Navajo White vs Westhighland White in Real Spaces
2 real rooms side by side. Navajo White and Westhighland White are close enough that the difference can be hard to judge from a chip alone — these photos show how each reads at scale, across different spaces and lighting conditions.
Bedroom
Bedroom walls are often seen under warm artificial light, a context that shifts both colors from how they look on a chip. The LRV gap is large enough that Westhighland White will make the room feel meaningfully brighter than Navajo White would.
House
At full exterior scale, the difference between these two colors becomes much easier to judge than from a small chip. The LRV gap is large enough that Westhighland White will make the room feel meaningfully brighter than Navajo White would.
Color Details
Navajo White vs Westhighland White Simulated Comparison
5 simulated room previews — drag the slider on each to see Navajo White on one side and Westhighland White on the other.

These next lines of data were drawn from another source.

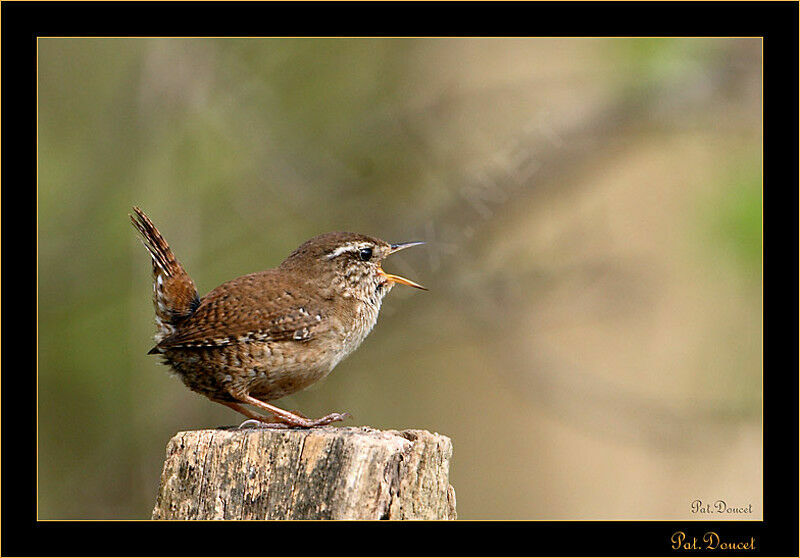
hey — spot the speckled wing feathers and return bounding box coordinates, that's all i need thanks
[154,271,327,350]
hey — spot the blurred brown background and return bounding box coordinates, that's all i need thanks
[37,38,762,520]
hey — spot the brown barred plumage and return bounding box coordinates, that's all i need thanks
[130,207,199,343]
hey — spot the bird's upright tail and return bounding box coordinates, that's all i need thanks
[130,207,200,343]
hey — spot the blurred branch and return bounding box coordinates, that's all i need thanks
[411,44,757,249]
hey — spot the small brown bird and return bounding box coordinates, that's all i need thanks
[131,207,426,428]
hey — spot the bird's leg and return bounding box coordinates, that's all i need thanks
[236,393,350,428]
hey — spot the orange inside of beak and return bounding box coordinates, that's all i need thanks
[379,269,428,291]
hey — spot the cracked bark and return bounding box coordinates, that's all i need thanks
[152,426,456,520]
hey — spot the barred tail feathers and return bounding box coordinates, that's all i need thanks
[130,207,200,341]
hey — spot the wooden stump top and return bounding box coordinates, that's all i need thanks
[152,426,456,520]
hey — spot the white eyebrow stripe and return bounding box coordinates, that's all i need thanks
[327,242,370,259]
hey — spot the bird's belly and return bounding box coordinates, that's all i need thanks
[245,338,347,401]
[163,341,334,402]
[164,309,379,403]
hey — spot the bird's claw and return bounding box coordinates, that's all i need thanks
[238,411,351,429]
[307,411,351,426]
[238,419,290,429]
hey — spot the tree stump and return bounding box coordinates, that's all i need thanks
[152,426,456,520]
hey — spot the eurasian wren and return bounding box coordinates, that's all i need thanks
[131,207,425,428]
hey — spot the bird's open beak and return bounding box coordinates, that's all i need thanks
[380,242,428,290]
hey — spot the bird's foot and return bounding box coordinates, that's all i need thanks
[234,394,351,428]
[301,411,351,427]
[238,419,290,429]
[276,411,352,428]
[238,412,350,429]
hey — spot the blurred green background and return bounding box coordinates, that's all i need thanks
[37,38,762,519]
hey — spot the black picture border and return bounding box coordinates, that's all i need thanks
[4,2,796,556]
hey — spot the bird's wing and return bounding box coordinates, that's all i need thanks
[153,271,326,350]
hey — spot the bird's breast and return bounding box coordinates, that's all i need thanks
[328,300,381,370]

Digital color is approximate. These simulations are generated from the manufacturer's hex values and overlaid on grayscale room photos — your screen's calibration, brightness, and viewing angle all affect how they render. Before committing to either color, test physical samples in your own space under the light you actually live with.
More Navajo White comparisons
See how Navajo White stacks up against other well-photographed colors across different brands and tones.